One of four participants did not receive an immunomodulatory agent to modify their immune response, and subsequently demonstrated the highest level of FVIII activity (21.8% at greater than 52 weeks). Three of the four participants did receive an oral corticosteroid therapy, initiated between three- and six-weeks following infusion of the therapy, in light of “clinical suspicion” of an immune response directed by liver cells.
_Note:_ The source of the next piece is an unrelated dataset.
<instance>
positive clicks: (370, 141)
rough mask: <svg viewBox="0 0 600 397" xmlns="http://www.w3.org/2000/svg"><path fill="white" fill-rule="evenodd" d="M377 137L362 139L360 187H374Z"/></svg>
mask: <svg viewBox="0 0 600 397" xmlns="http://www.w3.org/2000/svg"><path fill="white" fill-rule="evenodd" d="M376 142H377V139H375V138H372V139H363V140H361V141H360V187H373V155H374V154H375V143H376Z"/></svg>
Two participants were also administered additional, nonsteroidal/immune modulating therapies.
Investigators also reported that none of the participants demonstrated persistent liver enzyme elevations outside of the normal range, with one exception which was resolved after the patient discontinued use of a nonsteroidal/immune modulating therapy. Further, no AEs were observed.
“Preliminary data from part one of the Phase 1/2 study of SPK-8016, on four participants who have no history of FVIII inhibitors, are very encouraging as we observe stable and durable FVIII activity with a safety profile supporting further evaluation at a very low vector dose,” said Gallia Levy, MD, PhD, chief medical officer, Spark Therapeutics. “We are critically evaluating these data to plan the second part of the SPK-8016 study.
These data were presented at the recent European Association for Haemophilia and Allied Disorders 2021 Virtual Congress, February 3-5, 2021.